El primer congreso en Madrid, la escuela de verano en Galicia, las infinitas reuniones de la célula de enseñanzas medias en el local de la calle Pelayo, podrían interpretarse como auténticas pérdidas de tiempo, simples actuaciones de unos cuantos izquierdistas despistados, que no se daban cuenta de por dónde soplaba el viento de la historia. De la misma manera que las horas empleadas en tratar de vender “La Verdad Socialista” –publicación periódica del partido– a algún paseante de las ramblas de Barcelona, o las mil y unas actividades para recoger fondos como vender botellas del “champan que bebe Maradona” frente a la fuente de Canaletas, cada vez que el Barça conseguía alguna victoria. Las Ramblas eran siempre el escenario disputado entre los partidos extraparlamentarios, como si la famosa avenida barcelonesa aportara un poco de centralidad a nuestros esfuerzos por decir algo en un contexto hostil. Ni el PORE, ni el POSI, ni la UCE –con su deriva casi sectaria–, ni tampoco la LCR, consiguieron, en esos años, la pequeña visibilidad del PST, o al menos eso es lo que nos parecía a los que disputábamos las bandas de la política española. Incluso perdimos con la OTAN, a pesar de haber organizado centenares de comités anti-Otan y organizar múltiples movilizaciones. ¿Todo fue en balde? ¿Aquel intento de levantar una organización internacionalista y revolucionaria en la España de la transición era un accidente irrelevante? ¿Un eco del pasado des-localizado históricamente?
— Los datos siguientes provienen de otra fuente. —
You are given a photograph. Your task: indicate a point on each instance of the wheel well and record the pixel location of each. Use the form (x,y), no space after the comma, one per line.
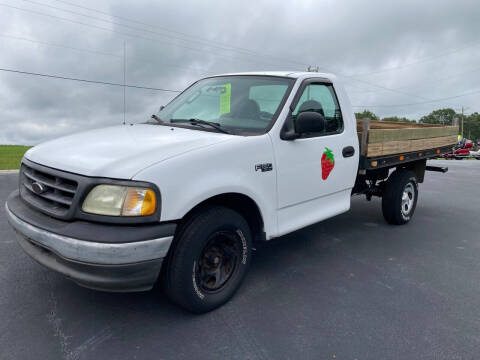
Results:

Durante largos años de mi vida, la militancia en el PST, fue algo así como una aventura pintoresca, recordada sobre todo con mucho cariño hacia mis camaradas más cercanos: Jorge, el Guanamino, en primer lugar, el cabezas, Joan, Juanito, Yolanda (la de Binéfar), Gordon, Chepa, Cristina, que llenaron tanto espacio en esos años de juventud. Entre la adolescencia y la juventud tuve la experiencia de la militancia revolucionaria, me tragué la píldora anti-estalinista que cura el dogmatismo, asenté mi referente histórico en el POUM, y me lo pasé en grande imaginando, hasta el año 85, que un día los parias de la tierra tomarían el poder. Pero en Barcelona se vivía con amplísimo consenso una especie de epílogo de estado del bienestar, mientras Thatcher y Reagan ya habían empezado a desmantelarlo. Nuestra ciudad gris y provinciana, se convertiría, de la noche a la mañana, en uno de los lugares más deseados del planeta. Una transformación que borró todas las disidencias a través de la moda, el diseño, el mar, y un cosmopolitismo siempre un pelín provinciano. A primeros de los 90, no sé si me convencieron o cedí ante el consenso casi unánime de la sociedad barcelonesa de esos años, me afilié al PSC en plena euforia olímpica barcelonesa. El PST enseguida fue pasado, casi como un coletazo de los tiempos de mi tío abuelo comunista exiliado, que jamás supo adaptarse a la España de la transición, y acabó decidiendo morir en Varsovia, la ciudad que lo acogió casi cuarenta años. La revolución había quedado antigua en esos años de movida en Madrid y diseño en Barcelona.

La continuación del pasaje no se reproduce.